Shelling keeps medical staff from hospital
Some 90 per cent of buildings in Sievierodonetsk were damaged, Mr Gaidai said, with 14 high-rise buildings destroyed in the latest shelling.
Several dozen medical staff were staying on in Sievierodonetsk but they faced difficulty just getting to hospitals because of the shelling, he said.
Reuters could not independently verify that information.
Analysts at the Washington-based Institute for the Study of War said that, while Russian forces had begun direct assaults on built-up areas of Sievierodonetsk, they were likely to struggle to take ground in the city itself.
"Russian forces have performed poorly in operations in built-up urban terrain throughout the war," they said.
Russia has said it was waging a "special military operation" to demilitarise Ukraine and rid it of nationalists threatening Russian-speakers there.
Kyiv and Western countries have said Russia's claims are a false pretext for war.
Thousands of people, including many civilians, have been killed and several million have fled their homes, either for safer parts of Ukraine or to other countries.
Putin talks with French, German leaders
Pushing diplomatic efforts to find a solution to a conflict that has myriad ramifications beyond Ukraine's borders, French President Emmanuel Macron and German Chancellor Olaf Scholz spoke to Russian President Vladimir Putin in a joint phone call on Saturday.
They urged him to lift the Russian blockade of the port of Odesa to allow Ukrainian grain exports, France said.
The Kremlin said Mr Putin told them Moscow was willing to discuss ways to make it possible for Ukraine to resume shipments of grain from Black Sea ports.
Ukraine is a major grain exporter and the blockage of its exports threatens to result in food shortages in a number countries and across Africa.
Meanwhile, the supply of weapons to Kyiv from its allies continued.
Ukrainian Defence Minister Oleksiy Reznikov said the country had started receiving Harpoon anti-ship missiles from Denmark.

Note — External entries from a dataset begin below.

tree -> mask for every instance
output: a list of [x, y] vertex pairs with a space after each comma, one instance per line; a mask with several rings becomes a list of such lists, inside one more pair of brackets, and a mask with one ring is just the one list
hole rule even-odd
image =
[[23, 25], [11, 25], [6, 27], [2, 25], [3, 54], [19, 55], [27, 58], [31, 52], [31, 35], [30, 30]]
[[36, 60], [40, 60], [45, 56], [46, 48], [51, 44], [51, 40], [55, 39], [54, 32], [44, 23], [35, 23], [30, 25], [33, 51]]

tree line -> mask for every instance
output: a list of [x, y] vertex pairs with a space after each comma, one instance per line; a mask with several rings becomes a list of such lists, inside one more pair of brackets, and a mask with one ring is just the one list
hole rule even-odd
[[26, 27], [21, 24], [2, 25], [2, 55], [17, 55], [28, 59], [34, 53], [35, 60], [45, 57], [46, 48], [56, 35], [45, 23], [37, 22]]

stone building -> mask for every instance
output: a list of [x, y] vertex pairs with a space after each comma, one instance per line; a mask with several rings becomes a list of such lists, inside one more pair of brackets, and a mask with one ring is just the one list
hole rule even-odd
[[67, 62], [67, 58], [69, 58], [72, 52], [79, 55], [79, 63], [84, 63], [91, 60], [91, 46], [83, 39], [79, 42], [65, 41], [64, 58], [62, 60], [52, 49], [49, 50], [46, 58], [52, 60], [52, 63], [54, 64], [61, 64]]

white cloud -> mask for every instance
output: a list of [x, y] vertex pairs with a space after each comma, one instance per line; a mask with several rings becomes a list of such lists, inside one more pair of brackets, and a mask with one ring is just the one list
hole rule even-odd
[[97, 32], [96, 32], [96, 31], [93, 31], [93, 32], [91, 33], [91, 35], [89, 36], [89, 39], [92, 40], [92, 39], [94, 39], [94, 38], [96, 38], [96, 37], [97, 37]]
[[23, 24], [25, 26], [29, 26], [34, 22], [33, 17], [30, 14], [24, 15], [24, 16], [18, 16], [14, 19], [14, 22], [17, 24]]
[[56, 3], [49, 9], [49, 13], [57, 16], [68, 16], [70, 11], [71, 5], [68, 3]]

Still, Kyiv renewed its calls for greater support.
Deputy Prime Minister Olga Stefanishyna said that NATO had shown itself incapable of mounting a united response to the Russian invasion.
"We have to talk clearly about the catastrophic consequences for the future of all Europe if Ukraine is defeated. It's a shame that, again, we have to recall the results of past 'compromises' with the aggressor," she said in a Facebook post.
Ms Stefanishyna — who is responsible for efforts to integrate Ukraine into Europe — said that, when NATO leaders hold their June 29-30 summit, "it is important to make very concrete and bold decisions aimed at strengthening the alliance and Ukraine's defence capability".